Noni co-owners Meghan Misaki, left, and Elaine Lewis. (Christina House / For The…)
When Louis Vuitton's 20,000-square-foot flagship opened on New Bond Street in London this spring, the coveted fashions and handbags weren't the only things on display. The mega store, designed by New York architect Peter Marino, also houses works by prolific artists Takashi Murakami and Richard Prince, who have collaborated with the luxury brand on fashion products in the past.
And Vuitton isn't the only one sprinkling art among the fashions. Chanel's Rodeo Drive boutique features commissioned works from top contemporary artists, who used the French atelier's iconography (think camellias, pearls and the No. 5 perfume bottle) to create new eye-catching exhibitions. Upstairs, the boutique showcases work from Alec Soth, Y.Z. Kami and Andy Warhol. Paul Smith's Melrose shop recently featured an exhibition of Lillian Bassman's renowned black and white photos. This fall, the new A|X Armani Exchange concept store on Robertson Boulevard will showcase exhibits from local photographers, mixed-media artists and street artists.
Is the fashion boutique the new art gallery?
"Retail space viewers are from all walks of life, all ages, and it's definitely a new audience every day, often seven days a week," said L.A.-based painter Eric Ernest Johnson, who recently had a show at the shop Matrushka Construction in Silver Lake. He says that the retail audience includes people who never visit galleries. "I show at galleries and the opening is a big splash, some works sell, yet after that, it might just be a big empty room for a month with an occasional visitor."
Sunset Plaza's Code C boutique attracts shoppers with its lineup of fashions from Dsquared2, Vivienne Westwood Red Label and Viktor & Rolf. But also on display are rotating artworks from artists such as Judy Ragagli, known for her Barbie oil paintings; Gal Harpaz, who works with vintage Polaroids on recycled wood; and conceptual local fashion photographer August Bradley. "I always wanted my store to be more than merchandise hanging on the racks," said Code C's Andrea Rossetto, who helped curate photographs from the Martini Factory that are designed to complement the store's new fall collections. "Art, fashion and home décor all blend into one now. It's about sharing a whole lifestyle with our customers."
Art and fashion have gone hand in hand for years, but recently the connection has grown even stronger — just ask Lady Gaga. Further evidence: Earlier this year, Rodarte teamed with photographer and video artist Todd Cole to create "Aanteni," a dreamy short clip featuring model Guinevere van Seenus running through the deserted grounds of Elon Musk's Space X jet lab in Hawthorne. British artist Gary Hume just created a capsule T-shirt collection for Marni. And 83-year-old experimental filmmaker Kenneth Anger shot Missoni's beautifully strange fall 2010 campaign video.

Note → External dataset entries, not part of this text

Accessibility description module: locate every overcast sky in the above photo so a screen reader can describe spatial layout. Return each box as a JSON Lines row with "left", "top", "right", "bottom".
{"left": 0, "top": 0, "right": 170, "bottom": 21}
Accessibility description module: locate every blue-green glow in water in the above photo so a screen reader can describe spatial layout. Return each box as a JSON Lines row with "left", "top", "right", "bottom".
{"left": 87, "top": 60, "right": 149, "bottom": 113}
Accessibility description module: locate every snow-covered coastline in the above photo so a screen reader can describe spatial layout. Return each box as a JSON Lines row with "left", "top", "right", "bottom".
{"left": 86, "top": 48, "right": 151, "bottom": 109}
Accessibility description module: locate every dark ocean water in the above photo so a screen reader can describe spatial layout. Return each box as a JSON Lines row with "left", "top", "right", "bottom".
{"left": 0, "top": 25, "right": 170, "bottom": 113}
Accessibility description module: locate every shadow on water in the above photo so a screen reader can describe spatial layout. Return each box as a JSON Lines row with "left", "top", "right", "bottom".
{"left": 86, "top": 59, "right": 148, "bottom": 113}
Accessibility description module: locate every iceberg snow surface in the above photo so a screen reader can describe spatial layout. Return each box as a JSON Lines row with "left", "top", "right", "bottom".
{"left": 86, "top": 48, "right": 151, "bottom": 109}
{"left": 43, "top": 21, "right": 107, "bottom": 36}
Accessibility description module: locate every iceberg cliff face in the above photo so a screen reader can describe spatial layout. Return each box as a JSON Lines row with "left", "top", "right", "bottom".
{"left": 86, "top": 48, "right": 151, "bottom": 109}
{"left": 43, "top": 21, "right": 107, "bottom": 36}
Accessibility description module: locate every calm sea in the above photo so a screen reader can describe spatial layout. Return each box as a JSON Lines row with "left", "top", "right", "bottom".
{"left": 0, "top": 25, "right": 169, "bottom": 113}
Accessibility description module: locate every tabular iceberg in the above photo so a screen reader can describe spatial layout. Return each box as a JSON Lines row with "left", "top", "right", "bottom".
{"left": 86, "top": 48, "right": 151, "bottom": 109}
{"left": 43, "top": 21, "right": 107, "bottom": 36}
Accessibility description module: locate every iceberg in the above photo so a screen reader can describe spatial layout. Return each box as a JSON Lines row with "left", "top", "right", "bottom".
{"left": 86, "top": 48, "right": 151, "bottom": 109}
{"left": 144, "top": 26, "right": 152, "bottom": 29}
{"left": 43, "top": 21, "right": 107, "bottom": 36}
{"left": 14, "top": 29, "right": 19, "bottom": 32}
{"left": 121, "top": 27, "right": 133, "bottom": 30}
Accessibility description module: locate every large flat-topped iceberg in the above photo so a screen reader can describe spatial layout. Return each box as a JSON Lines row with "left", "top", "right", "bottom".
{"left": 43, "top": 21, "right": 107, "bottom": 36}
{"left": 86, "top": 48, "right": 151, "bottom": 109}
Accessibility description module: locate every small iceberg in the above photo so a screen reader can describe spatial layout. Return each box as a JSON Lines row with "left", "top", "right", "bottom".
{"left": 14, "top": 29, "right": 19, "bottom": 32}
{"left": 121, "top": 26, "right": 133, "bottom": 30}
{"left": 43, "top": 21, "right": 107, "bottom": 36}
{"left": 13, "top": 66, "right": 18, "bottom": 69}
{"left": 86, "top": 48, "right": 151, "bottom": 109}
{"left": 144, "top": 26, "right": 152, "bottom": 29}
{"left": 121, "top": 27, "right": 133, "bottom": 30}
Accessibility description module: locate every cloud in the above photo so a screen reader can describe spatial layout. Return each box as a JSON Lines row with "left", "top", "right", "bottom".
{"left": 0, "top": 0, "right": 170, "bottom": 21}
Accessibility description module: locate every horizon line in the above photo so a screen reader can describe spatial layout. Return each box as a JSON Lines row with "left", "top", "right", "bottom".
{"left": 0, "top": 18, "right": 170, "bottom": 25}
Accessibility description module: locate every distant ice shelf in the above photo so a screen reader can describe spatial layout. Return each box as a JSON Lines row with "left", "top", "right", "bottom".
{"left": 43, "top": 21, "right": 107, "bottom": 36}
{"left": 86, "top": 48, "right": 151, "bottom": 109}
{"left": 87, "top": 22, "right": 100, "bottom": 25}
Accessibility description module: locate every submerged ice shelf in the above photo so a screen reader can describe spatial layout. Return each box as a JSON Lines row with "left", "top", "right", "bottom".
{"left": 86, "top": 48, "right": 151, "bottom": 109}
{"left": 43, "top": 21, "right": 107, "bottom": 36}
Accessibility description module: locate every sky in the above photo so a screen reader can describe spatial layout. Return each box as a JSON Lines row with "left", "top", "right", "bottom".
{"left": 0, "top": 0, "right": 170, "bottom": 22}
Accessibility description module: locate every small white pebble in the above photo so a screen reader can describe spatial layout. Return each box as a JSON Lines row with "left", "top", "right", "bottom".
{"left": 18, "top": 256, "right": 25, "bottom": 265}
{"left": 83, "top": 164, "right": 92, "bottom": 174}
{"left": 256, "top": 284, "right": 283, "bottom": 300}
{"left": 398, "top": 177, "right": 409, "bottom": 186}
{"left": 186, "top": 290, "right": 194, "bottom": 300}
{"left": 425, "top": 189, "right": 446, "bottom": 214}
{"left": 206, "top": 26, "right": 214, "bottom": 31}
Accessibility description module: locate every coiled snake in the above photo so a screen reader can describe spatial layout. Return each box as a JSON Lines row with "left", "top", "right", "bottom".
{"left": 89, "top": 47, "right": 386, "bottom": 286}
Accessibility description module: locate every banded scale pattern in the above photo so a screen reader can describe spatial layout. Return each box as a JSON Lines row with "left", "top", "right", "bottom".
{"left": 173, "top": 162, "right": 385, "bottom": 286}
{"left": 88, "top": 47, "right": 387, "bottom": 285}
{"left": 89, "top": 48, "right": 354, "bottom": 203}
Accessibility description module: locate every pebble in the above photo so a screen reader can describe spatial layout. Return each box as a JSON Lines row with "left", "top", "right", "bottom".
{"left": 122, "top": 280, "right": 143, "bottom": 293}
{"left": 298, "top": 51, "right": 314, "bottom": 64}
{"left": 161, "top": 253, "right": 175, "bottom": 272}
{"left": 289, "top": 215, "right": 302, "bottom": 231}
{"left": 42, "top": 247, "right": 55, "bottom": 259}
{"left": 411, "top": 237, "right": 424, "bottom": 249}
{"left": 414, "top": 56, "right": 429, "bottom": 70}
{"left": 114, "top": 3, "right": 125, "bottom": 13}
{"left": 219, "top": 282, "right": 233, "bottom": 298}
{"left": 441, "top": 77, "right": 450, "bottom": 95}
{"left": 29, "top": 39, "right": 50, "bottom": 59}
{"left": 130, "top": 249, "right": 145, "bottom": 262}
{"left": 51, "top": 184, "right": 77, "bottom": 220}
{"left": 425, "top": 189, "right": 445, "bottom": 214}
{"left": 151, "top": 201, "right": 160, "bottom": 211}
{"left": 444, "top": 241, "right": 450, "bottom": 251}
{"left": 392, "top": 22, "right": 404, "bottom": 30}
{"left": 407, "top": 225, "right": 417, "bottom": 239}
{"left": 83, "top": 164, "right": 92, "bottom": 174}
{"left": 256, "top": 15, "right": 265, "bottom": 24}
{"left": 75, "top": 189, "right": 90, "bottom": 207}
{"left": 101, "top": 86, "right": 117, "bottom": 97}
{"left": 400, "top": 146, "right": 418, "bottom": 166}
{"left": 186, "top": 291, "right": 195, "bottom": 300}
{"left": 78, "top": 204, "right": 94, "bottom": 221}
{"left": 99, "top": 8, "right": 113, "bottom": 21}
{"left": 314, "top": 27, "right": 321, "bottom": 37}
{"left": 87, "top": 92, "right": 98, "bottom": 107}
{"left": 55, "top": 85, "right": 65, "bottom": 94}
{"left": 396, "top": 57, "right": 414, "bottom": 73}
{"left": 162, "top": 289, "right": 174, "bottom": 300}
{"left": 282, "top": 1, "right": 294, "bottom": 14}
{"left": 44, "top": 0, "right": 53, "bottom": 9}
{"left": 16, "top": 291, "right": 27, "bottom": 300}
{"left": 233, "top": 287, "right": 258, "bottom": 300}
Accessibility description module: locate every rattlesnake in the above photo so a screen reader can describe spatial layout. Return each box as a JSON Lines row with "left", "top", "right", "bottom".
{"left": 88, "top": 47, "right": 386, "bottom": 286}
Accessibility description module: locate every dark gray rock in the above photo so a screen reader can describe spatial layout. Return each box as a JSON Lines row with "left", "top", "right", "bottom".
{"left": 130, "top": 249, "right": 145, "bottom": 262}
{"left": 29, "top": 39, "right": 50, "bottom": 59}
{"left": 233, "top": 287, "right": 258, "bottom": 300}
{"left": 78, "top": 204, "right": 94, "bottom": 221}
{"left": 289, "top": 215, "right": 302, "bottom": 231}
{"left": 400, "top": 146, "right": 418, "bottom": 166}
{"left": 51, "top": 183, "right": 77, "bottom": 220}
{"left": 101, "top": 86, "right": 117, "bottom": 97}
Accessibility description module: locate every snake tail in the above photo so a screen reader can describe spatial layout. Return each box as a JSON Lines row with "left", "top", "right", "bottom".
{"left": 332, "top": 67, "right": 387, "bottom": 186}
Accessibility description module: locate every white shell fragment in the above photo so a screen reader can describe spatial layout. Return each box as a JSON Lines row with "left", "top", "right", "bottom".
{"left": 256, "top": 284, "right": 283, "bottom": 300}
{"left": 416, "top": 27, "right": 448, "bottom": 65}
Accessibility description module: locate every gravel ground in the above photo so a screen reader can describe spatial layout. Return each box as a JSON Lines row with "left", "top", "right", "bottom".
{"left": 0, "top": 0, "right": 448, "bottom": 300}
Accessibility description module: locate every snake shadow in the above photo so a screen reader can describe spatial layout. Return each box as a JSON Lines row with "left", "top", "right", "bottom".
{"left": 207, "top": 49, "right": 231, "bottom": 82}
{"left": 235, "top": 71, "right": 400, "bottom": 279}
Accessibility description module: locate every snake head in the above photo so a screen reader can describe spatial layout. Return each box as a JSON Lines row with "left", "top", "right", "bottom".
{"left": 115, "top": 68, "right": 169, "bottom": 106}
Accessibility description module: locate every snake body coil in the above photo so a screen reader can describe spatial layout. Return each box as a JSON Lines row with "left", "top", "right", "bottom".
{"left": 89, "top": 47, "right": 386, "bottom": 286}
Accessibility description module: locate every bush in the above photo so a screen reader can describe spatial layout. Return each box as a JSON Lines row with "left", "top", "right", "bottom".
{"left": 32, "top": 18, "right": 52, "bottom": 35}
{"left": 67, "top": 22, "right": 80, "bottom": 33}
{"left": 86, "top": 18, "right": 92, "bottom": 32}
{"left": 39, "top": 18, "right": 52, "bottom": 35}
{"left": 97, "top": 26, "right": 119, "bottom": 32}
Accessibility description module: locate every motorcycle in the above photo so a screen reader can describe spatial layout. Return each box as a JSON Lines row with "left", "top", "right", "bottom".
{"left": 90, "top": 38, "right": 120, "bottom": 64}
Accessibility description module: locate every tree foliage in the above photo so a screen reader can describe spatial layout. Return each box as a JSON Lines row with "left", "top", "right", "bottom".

"The idea of putting art in a fashion store has been around before, but now it's being taken to a new extreme," said artist Greg Lauren, who learned to sew paper into garments for his show "Alteration," which was on display this spring at a faux storefront on Beverly Boulevard. "There is so much creativity happening in both art and fashion, so it's an exciting time."
Though it's unlikely that even the most carefully curated retail boutiques could ever take the place of our favorite museums and galleries, at least shoppers can take in a little culture while popping into shops like Larchmont Village's Noni boutique. A favorite of shoppers looking to scoop up the latest from Alice & Olivia and Anna Sui, the store champions and sells evocative artwork that changes every three months. Noni hosts receptions with the featured artist so that shoppers have a chance to interact and get inspired.
"Art in boutiques is more mainstream now, and people really love it," says Noni co-owner Elaine Lewis, who is featuring the politically themed screen-print and mixed-media canvases of Venice-based artist Dominique DeRouen.
"A lot of artists don't have a chance to show in MOCA, so this gives them an opportunity," Lewis said. "And we don't take as big of a cut as a gallery would."